What’s surprising is that the plants they hand pollinated, but left available to insects also produced fewer pods than the ones they pollinated but covered so insects couldn’t reach them.

Susan Stone Bookman thinks the reason is showy milkweed plants have a finite ability to feed themselves and so are forced to kill off more than 95% of the flowers and potential pods. Mature pods contain two to seven times the amount of nitrogen, potassium and phosphorus as young ovaries.

From this, it’s easy to see that flowers that are pollinated first would be most likely to survive than those visited later, and that afternoon fertilizations, when the plant is more stressed, would be less successful. What’s not self-evident is that, if enough time passes, Bookman found another flower in a cluster can be successfully pollinated.

While very few pods survive to tower above the living mass of grey-green leaves, the dark flat seeds they produce are extremely viable. In one test, 95% emerged the first year, most in May, and the rest before the end of July. They can even survive some time in water and still germinate.

Young seedlings concentrate on developing what will become long taproots which allow them to survive the early summer droughts that precede the monsoons. As a result, they can be choked by surrounding vegetation before their stems rise into the sun.

The milkweeds in the village landed near a fence covered by Virginia creeper. The warm weather perennials don’t put out their leaves until after the vine, and so must shove their way through their competitors every year.

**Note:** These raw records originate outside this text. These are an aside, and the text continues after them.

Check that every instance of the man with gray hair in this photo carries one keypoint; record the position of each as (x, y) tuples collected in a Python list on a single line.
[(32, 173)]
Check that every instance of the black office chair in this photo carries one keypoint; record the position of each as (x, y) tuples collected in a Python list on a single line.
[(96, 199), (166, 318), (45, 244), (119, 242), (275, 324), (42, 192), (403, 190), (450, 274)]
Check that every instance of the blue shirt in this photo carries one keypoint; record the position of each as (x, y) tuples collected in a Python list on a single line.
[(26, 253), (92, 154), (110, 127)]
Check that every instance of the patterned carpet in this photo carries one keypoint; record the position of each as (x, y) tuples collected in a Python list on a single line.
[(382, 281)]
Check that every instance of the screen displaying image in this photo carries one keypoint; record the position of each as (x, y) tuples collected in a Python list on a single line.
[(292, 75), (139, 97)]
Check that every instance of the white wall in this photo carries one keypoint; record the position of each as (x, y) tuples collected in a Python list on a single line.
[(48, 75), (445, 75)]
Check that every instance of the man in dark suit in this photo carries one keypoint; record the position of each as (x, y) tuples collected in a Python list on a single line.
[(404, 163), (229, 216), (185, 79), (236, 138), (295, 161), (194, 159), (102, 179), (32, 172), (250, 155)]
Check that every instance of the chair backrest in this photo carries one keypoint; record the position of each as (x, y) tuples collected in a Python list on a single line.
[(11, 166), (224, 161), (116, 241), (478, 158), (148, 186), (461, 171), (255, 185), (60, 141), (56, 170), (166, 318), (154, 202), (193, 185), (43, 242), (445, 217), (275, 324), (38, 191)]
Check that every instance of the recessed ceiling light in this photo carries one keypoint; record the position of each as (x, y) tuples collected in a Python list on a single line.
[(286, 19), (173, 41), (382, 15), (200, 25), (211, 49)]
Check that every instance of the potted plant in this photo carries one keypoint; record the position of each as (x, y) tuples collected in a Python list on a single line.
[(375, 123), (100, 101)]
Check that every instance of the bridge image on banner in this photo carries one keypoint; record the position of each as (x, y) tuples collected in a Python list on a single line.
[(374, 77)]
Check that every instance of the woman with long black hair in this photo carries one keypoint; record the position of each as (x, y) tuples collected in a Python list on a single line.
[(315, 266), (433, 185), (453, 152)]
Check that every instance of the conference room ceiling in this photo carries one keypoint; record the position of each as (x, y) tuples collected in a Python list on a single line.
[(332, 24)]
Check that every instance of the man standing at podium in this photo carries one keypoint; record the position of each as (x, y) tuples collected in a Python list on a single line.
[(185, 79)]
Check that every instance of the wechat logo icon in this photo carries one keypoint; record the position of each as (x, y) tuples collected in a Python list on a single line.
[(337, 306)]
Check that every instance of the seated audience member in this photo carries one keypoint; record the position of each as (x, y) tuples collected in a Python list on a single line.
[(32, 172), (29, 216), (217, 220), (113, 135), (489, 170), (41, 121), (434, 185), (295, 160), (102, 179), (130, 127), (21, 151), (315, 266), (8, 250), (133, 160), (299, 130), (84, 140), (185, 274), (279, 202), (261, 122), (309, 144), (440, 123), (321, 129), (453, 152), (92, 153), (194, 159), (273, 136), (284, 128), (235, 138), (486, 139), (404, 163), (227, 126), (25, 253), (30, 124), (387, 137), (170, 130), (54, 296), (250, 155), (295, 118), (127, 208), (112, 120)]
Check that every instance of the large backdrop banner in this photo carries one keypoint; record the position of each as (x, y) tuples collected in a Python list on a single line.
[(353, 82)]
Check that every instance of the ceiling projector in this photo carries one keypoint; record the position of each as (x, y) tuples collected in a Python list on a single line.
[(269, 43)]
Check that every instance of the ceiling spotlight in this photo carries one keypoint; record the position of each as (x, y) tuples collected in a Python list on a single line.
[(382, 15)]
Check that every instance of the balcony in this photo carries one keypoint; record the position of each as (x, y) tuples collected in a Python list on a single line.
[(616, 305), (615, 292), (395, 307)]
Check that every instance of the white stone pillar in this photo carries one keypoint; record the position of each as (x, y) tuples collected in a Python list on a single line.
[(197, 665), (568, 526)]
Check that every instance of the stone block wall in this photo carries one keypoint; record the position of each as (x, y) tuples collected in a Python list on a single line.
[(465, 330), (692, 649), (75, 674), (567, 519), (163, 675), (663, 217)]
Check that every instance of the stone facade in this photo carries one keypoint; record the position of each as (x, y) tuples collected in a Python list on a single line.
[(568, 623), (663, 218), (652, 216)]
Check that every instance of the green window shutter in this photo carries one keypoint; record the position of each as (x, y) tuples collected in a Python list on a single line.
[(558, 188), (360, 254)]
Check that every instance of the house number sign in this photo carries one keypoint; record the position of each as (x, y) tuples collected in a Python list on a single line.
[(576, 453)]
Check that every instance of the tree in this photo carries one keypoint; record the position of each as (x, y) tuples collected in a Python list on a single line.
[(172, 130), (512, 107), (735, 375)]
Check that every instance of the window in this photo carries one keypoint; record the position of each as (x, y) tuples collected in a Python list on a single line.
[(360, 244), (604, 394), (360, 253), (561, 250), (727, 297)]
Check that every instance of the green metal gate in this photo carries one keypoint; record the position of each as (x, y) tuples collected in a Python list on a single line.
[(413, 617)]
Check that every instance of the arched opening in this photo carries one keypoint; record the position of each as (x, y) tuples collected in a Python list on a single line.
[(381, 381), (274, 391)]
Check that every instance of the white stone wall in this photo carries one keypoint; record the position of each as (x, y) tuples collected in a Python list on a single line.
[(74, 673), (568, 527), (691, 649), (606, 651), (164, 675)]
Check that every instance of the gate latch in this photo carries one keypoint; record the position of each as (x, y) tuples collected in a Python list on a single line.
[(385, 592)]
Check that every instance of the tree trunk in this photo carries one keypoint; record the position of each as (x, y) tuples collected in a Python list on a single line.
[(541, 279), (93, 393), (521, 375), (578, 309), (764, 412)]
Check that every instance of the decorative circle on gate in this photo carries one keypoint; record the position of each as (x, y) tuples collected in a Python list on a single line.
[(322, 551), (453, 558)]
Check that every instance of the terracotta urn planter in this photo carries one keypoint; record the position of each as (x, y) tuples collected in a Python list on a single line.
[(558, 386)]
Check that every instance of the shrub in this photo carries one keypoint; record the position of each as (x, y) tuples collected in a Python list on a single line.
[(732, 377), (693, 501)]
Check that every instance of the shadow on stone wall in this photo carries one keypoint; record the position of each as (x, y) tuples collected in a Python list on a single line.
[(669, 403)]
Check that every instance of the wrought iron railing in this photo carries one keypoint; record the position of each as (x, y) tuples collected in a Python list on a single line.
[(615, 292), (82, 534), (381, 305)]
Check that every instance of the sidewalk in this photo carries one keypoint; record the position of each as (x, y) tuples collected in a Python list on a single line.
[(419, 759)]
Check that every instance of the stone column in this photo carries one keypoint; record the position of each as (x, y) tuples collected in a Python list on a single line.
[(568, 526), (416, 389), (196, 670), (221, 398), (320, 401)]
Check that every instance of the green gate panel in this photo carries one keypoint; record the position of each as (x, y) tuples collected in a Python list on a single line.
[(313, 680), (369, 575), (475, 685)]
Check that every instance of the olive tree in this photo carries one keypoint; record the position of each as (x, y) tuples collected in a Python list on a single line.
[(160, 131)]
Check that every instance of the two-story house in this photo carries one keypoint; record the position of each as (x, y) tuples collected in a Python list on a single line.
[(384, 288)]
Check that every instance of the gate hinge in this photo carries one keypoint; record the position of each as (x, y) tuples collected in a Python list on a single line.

Although most are single plants rising from a crown, some specimens apparently can produce additional plants from their roots when conditions require. However, the presence of nearby clones increases a plant’s problem with endogamous pollen.

Botanists raised in a world where they’re told market forces rule supreme like to do cost-benefit analysis or energy efficiency assays for plants, hoping in the process they are finding the key to evolution. Perhaps I’m a hopeless romantic when I think the lives of milkweed are more than a series of sacrificial tradeoffs made to survive an irrational climate, that their moments of grandeur are more than feeding opportunities for bees.

I know they don’t exist for my aesthetic pleasure, that the slim chance of my noticing them as I drive by is of no concern to nature. Still, such events occur and just might also aid their survival. After all the ditch holding the parent colony is cleared every year, and the milkweeds persist.

Notes:Agrawal, Anurag A., Marc J. Lajeunesse and Mark Fishbein. “Evolution of Latex and its Constituent Defensive Chemistry in Milkweeds (Asclepias): a Test of Phylogenetic Escalation,” Entomologia Experimentalis et Applicata 128:126–38:2008; the latex levels they found were: subverticillata: .277, speciosa: .819, syriaca: 1.540, latifolia: 5.925; all by syriaca occur in northern New Mexico.

Bookman, Susan Stone. “Costs and Benefits of Flower Abscission and Fruit Abortion in Asclepias speciosa,” Ecology 64:264–273:1983.

_____. “Effects of Pollination Timing on Fruiting in Asclepias speciosa Torr. (Asclepiadaceae),” American Journal of Botany 70:897-905:1983.

Conrad, Jim. “Milkweed Flowers,” Backyard Nature website, has a clear description of milkweed flowers with good pictures.

Finer, Matthew S. and Martin T. Morgan. “Effects of Natural Rates of Geitonogamy on Fruit Set in Asclepias speciosa (Apocynaceae): Evidence Favoring the Plant's Dilemma,” American Journal of Botany 90:1746-1750:2003.

Ulev, Elena D. “Asclepias speciosa,” 2005, in United States Forest Service, Fire Effects Information System on-line database; summarizes research of others, including W. S. Chepil’s “Germination of Seeds. I. Longevity, Periodicity of Germination, and Vitality of Seeds in Cultivated Soil,” Scientific Agriculture 26: 307-346:1946.

Photograph: Showy milkweed growing with Virginia creeper outside a 4' fence atop a village ditch bank, 5 June 2011; last year’s pods rise on the brown stalks in back; a flower opened wide at the bottom left shows the green center.